Dear Christopher,

Someone forwarded me the link to the recent presentation you made at CEPT on the “Academic Hub” you are designing as part of the larger master plan you are also responsible for. Knowing you and your often, professed love and great respect for your guru – Doshi, I decided to open the link and see the presentation.

Christopher, having gone through the presentation once I forced myself to go through it a second time! Considering your position in the profession, the great respect you enjoy in academia and the avowed high esteem you hold your guru, I could not believe what I saw! I have not had the heart to share your presentation with Doshi. To say that I was appalled would be an understatement!

In fact I was hesitant to even write this letter as it may be misconstrued that I am writing on Doshi’s behalf. But not only have I had the privilege of having taught at CEPT for over 25 years and enjoying and imbibing the campus, I have had the privilege of hearing Doshi speak often about ways of learning and CEPT is a unique embodiment of that philosophy.

I thus feel it is important that as the office where the original School of Architecture building as well as the campus was seeded, nurtured and progressively germinated I should perhaps take the liberty of restating some of the basic principles that are embodied in the CEPT campus physically and the academic ethos that has been nurtured due to this.
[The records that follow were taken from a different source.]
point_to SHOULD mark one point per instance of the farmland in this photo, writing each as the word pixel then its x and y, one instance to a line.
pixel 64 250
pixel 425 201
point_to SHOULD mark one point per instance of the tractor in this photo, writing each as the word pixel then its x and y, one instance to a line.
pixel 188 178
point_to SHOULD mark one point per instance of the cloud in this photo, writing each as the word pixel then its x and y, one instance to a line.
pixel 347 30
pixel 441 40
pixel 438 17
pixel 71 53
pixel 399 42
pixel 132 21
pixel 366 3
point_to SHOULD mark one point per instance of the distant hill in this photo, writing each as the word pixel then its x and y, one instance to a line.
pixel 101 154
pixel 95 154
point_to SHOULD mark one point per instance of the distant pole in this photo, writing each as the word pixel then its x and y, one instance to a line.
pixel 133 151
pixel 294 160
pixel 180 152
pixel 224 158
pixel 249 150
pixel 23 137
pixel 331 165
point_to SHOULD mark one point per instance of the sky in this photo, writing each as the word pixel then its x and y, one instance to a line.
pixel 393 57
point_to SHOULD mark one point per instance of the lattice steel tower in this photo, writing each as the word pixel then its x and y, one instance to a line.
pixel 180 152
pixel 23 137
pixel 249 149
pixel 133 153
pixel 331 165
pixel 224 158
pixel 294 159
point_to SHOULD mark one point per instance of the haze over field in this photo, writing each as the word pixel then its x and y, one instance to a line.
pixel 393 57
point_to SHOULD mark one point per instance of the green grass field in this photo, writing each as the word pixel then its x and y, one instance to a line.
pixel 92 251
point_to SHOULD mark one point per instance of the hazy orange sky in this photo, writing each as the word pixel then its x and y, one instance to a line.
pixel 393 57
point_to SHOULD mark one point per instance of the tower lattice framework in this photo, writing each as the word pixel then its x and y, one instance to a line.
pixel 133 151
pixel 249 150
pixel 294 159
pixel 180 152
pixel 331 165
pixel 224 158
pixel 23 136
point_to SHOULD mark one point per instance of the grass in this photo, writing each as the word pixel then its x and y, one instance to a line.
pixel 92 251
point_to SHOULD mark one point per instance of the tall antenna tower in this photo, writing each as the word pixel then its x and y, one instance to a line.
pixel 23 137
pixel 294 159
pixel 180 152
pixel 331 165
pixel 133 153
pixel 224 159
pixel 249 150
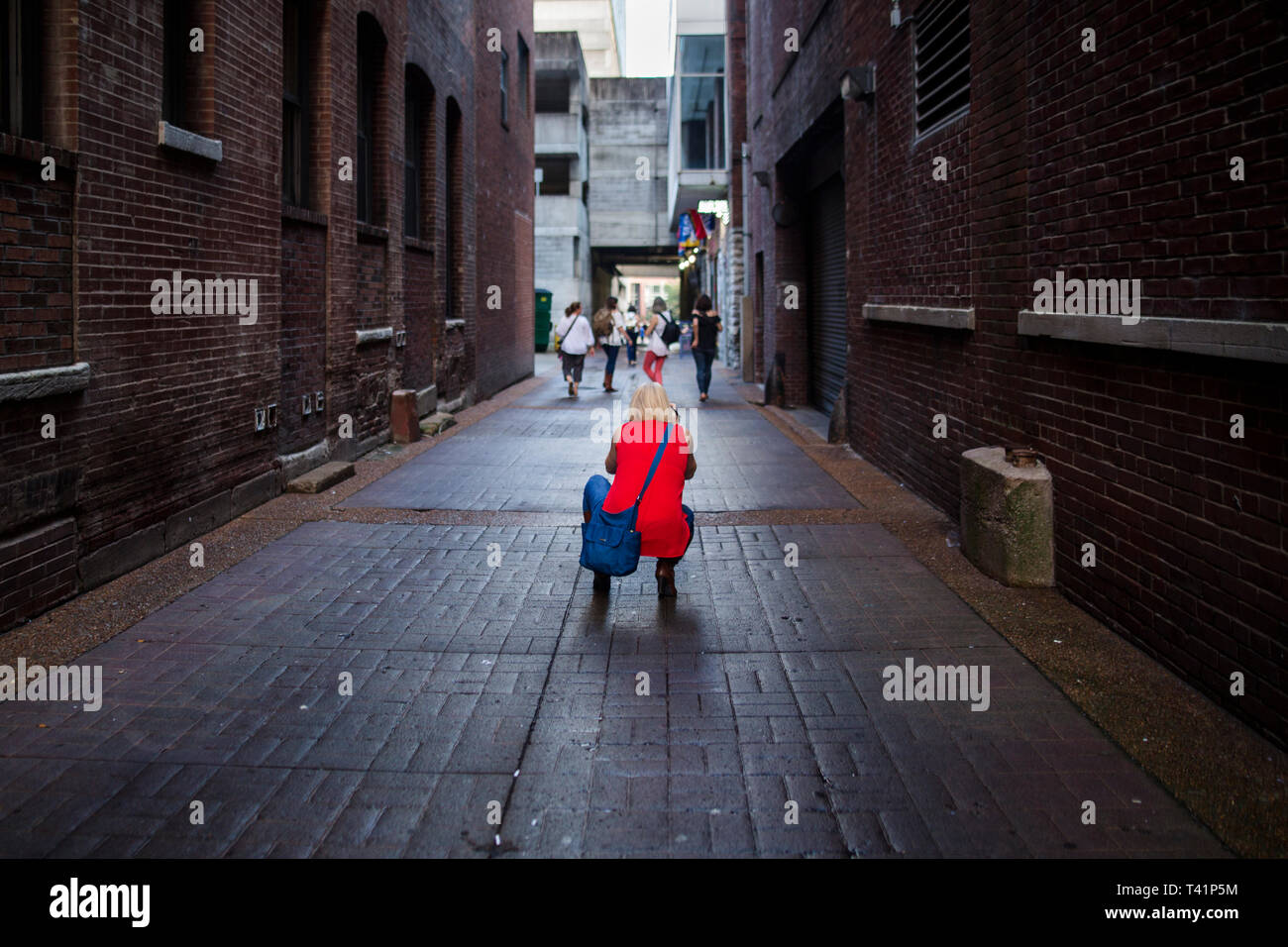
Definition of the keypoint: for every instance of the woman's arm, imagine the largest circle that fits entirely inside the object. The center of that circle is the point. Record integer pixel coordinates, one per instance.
(691, 467)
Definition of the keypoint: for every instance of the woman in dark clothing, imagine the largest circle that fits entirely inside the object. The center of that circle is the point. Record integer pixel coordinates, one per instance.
(706, 328)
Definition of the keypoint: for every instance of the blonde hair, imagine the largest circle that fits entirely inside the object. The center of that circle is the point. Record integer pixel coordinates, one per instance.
(652, 407)
(649, 403)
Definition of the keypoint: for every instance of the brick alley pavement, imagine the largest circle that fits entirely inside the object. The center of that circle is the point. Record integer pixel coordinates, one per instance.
(510, 684)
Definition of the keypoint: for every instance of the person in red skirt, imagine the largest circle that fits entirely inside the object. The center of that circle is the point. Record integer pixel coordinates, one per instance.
(664, 522)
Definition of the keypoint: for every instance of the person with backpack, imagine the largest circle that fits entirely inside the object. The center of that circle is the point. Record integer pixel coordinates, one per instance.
(631, 333)
(662, 330)
(706, 328)
(576, 341)
(642, 512)
(608, 328)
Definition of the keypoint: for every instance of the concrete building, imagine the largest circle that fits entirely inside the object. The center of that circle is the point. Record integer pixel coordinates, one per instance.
(898, 224)
(627, 178)
(331, 163)
(563, 163)
(699, 161)
(597, 24)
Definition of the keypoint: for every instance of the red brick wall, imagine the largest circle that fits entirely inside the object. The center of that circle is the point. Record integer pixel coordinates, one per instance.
(423, 312)
(1108, 163)
(167, 419)
(37, 275)
(502, 348)
(301, 343)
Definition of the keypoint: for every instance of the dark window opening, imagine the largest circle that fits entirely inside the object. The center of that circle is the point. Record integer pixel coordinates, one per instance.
(176, 72)
(20, 77)
(943, 63)
(412, 159)
(524, 68)
(700, 102)
(372, 53)
(505, 88)
(555, 175)
(553, 94)
(451, 211)
(295, 84)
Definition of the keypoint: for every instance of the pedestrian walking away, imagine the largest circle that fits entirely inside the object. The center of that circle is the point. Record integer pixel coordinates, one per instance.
(632, 330)
(664, 522)
(661, 333)
(609, 331)
(576, 342)
(706, 329)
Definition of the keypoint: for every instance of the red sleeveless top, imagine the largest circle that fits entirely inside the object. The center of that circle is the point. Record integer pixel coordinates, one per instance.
(664, 530)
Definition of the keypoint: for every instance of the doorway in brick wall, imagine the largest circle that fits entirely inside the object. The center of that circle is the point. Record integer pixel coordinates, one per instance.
(825, 315)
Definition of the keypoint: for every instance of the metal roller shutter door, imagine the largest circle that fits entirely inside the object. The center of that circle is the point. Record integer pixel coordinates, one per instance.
(825, 318)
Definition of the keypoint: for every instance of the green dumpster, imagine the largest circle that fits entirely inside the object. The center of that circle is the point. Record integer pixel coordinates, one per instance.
(542, 328)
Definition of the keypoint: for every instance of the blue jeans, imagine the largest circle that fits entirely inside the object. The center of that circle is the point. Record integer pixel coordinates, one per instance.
(703, 359)
(596, 489)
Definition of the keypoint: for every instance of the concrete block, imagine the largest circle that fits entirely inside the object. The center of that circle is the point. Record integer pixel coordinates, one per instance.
(437, 423)
(295, 464)
(123, 556)
(197, 519)
(1008, 518)
(321, 478)
(44, 382)
(256, 491)
(426, 401)
(403, 420)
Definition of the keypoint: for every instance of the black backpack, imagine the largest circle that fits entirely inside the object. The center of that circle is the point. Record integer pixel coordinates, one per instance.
(670, 330)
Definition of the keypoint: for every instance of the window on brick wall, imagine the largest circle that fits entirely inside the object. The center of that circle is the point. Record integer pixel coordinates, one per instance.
(417, 111)
(941, 63)
(505, 88)
(451, 206)
(178, 73)
(20, 46)
(372, 59)
(295, 84)
(524, 69)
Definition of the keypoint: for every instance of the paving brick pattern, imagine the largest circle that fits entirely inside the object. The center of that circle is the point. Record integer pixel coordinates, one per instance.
(513, 688)
(515, 684)
(537, 459)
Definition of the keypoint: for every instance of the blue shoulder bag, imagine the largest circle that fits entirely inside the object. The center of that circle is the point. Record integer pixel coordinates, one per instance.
(609, 543)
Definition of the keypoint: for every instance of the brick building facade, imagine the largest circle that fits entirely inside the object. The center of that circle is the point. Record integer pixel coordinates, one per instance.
(1106, 157)
(336, 161)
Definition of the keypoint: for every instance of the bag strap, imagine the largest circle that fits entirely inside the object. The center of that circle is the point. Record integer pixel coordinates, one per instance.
(657, 459)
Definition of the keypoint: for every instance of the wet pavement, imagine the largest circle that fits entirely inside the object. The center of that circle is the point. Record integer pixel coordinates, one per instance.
(395, 689)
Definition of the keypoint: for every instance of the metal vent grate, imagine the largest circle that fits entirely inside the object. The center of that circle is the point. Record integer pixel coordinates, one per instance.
(943, 63)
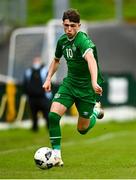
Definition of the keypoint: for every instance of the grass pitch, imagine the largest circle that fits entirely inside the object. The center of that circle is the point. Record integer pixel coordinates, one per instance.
(106, 152)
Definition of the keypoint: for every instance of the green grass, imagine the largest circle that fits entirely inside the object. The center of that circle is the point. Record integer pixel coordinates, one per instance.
(109, 151)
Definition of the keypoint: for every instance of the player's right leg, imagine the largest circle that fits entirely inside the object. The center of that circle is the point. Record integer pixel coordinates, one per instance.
(57, 110)
(88, 114)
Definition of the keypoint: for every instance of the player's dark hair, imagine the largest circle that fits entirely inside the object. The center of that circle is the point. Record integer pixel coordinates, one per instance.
(71, 14)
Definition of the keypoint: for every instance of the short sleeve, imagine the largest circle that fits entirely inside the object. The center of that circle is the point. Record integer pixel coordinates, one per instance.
(58, 51)
(86, 45)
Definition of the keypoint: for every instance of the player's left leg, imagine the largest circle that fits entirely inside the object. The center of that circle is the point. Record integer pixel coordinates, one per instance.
(88, 113)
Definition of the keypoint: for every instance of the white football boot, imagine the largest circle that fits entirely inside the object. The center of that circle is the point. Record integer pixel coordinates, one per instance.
(98, 110)
(58, 158)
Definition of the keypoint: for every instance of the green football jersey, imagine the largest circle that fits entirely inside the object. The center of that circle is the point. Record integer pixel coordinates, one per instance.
(73, 51)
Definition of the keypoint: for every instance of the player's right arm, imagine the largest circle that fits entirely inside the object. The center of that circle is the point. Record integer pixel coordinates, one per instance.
(52, 69)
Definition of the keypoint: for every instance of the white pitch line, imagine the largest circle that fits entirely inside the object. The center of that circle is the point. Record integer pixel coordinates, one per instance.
(101, 138)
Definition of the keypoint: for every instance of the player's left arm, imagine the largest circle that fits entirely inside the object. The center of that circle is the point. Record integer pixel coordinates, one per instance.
(92, 65)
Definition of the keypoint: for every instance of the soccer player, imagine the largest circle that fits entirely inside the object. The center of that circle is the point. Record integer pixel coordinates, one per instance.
(81, 85)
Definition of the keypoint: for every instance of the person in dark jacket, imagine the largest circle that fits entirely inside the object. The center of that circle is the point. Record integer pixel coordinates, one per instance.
(38, 99)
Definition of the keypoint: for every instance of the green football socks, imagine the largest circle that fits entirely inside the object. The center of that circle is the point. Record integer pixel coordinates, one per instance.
(93, 118)
(54, 130)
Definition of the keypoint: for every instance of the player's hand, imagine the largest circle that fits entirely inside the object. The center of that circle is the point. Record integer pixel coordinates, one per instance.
(47, 85)
(97, 88)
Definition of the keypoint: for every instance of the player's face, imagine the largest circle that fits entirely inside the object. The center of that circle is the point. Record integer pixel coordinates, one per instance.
(70, 28)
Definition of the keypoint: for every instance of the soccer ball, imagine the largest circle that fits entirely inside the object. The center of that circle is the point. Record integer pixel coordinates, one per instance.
(44, 158)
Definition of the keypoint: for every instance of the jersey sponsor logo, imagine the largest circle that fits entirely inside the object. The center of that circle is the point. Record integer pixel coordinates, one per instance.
(69, 53)
(73, 47)
(85, 113)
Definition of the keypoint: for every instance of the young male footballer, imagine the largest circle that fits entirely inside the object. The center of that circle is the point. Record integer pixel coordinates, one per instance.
(81, 85)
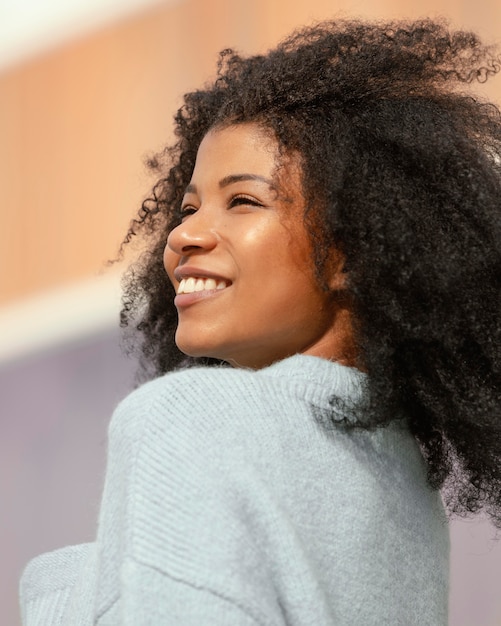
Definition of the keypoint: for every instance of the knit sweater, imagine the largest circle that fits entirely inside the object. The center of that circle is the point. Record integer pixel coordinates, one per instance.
(233, 497)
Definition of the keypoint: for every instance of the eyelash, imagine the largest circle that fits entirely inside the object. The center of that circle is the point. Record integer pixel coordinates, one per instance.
(239, 200)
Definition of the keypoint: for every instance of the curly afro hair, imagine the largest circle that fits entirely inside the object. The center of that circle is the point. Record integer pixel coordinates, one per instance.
(403, 169)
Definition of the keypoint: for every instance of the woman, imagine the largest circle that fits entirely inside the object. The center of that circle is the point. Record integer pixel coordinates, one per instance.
(328, 225)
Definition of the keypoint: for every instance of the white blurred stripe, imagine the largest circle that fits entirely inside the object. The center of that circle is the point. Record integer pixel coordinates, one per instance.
(55, 317)
(29, 27)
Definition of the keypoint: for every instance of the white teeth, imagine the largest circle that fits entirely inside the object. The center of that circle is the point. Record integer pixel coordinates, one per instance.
(191, 284)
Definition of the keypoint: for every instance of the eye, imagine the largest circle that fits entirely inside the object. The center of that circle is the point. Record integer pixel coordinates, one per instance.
(242, 200)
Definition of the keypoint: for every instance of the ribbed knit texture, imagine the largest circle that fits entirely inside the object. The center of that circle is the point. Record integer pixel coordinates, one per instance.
(231, 499)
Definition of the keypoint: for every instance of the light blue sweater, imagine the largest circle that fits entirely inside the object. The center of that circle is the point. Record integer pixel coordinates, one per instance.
(230, 501)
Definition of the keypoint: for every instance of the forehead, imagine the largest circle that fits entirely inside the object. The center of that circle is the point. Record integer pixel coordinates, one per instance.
(243, 150)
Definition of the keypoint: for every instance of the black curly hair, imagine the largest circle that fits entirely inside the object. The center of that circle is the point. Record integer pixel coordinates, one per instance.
(403, 170)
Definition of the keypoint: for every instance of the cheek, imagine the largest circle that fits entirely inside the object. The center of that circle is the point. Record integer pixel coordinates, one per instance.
(171, 260)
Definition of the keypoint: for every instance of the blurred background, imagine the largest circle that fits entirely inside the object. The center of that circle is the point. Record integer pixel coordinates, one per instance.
(87, 91)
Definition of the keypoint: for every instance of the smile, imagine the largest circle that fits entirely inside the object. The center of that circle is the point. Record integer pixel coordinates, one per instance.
(192, 284)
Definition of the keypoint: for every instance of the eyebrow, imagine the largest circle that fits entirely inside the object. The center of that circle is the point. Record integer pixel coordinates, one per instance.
(235, 178)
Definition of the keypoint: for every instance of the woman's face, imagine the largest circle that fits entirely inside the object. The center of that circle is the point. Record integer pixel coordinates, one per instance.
(241, 260)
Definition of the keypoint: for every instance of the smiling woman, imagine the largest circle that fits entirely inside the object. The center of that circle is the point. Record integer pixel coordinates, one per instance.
(244, 231)
(323, 270)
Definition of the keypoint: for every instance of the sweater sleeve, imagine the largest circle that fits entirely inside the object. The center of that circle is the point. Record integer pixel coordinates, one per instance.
(174, 537)
(48, 586)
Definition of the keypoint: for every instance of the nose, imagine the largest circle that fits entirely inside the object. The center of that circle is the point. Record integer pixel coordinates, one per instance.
(196, 233)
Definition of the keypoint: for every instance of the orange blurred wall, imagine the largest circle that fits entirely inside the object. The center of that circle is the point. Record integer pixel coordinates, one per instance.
(77, 123)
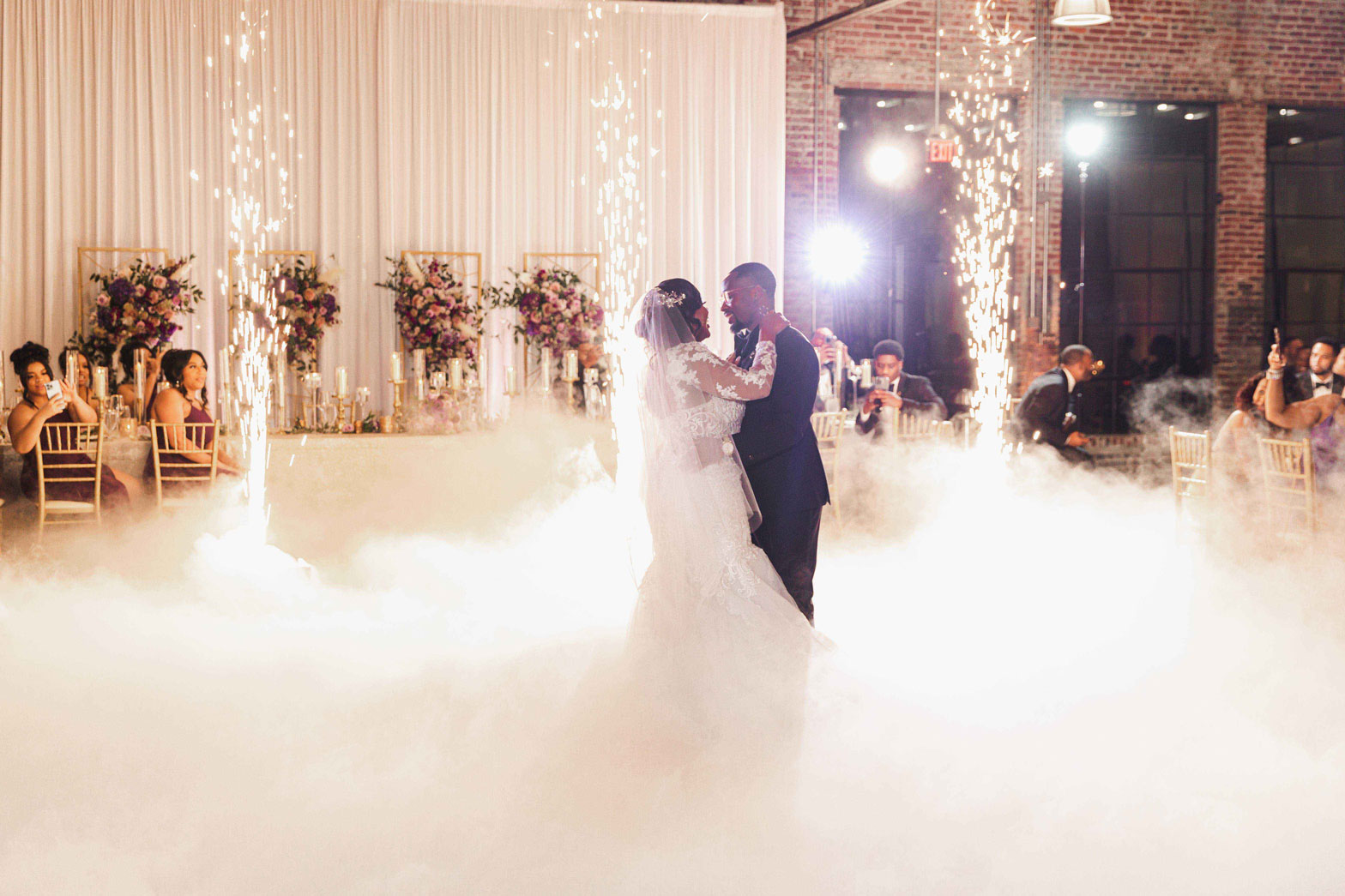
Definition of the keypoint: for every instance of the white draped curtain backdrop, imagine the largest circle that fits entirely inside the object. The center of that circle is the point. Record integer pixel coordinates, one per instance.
(459, 125)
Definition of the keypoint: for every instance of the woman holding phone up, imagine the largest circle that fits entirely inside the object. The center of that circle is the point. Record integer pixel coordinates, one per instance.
(45, 401)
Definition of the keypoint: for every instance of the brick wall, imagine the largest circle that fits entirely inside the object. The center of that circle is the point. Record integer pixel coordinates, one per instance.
(1239, 54)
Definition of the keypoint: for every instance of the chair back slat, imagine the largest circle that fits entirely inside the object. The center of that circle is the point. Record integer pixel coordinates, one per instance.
(184, 439)
(916, 427)
(59, 448)
(829, 425)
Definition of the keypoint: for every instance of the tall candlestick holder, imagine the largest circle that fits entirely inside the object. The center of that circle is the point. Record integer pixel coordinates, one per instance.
(398, 404)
I believe that what has always distinguished CEPT from other schools has been its openness and participatory environment. In the School of Architecture (SOA), studios overlook studios, the outside space weaves into the inside spaces, you really don’t know if you are in a classroom or part of the continuum of a large verandah, people overhear others and run into others unexpectedly and learning happens not so much in the confines of named spaces or fixed curriculum but anywhere and everywhere. The building removes divisions, it does not matter whether you are in first year or the final year, you feel that you are part of a large family and you have many relationships. You will be allowed to find your own temporary territory and solitude if you so desire but you are implicitly part of a larger whole. The wonderful section of the School, obviously has much to do with this and I assumed that the spirit of it would be reflected in your intervention rather than matching heights of the floor plates alone.

Yes, the world is becoming warmer and air conditioning cheaper! But should we blindly adopt air conditioning and forget the basics of orientation to control the Ahmedabad climate and intense light? This the SOA has done quite effectively over the years by its judicious use of limited openings and north facing skylights, in addition it was planned in a manner where plantation and trees became as important as the buildings to generate a comfortable micro climate. The use of hard paving was minimal and the coverage of trees increased over the years. Your design obviously believes otherwise.

In fact the site you have chosen for your building is the most densely planted part of the site and not only provides the benefits of improving the micro climate of the campus but also is the place for the monsoon water run off to recharge the aquifer. Do you really want to destroy this very significant natural habitat and replace it with a heat island generated by the many tons of air conditioning you will be using to cool your glass box hiding behind the jali screens.

You do mention something about achieving a water balance by rainwater harvesting in the kund but I suspect that those are mere words to garnish the presentation. The kund you show is the complete antithesis of what that site is about or any serious contemplation of achieving a water balance.

One of the most important messages of the SOA is the way building and ground meet, whether we consider the Piraji Sagara basement and its relationship to the two open spaces at both its ends but at different levels or the ending of the mounds in the north or the forested area of your building site. Incidentally, it is the run-off from the mounds that goes into that recharge area covered by trees. Knowing you and your concern about the environment I’m sure you will reconsider these subtler but equally important relationships.

Of course the unsaid message you perhaps do not intend but are giving anyways by your design is that there should be an unambiguous boundary between the inside and the outside, between one class and the other, between the safe “comfortable” inside and the hot “uncomfortable” outside, between teacher and student so that eventually generosity, tolerance and sense of civic responsibility perhaps are no more in the lexicon of SOA.

I am sure Christopher that is not what you stand for and you will rise above all the disillusionment and I dare say anger that your present design has generated in rethinking and redesigning with greater sensitivity to what we all in the fraternity consider an iconic campus.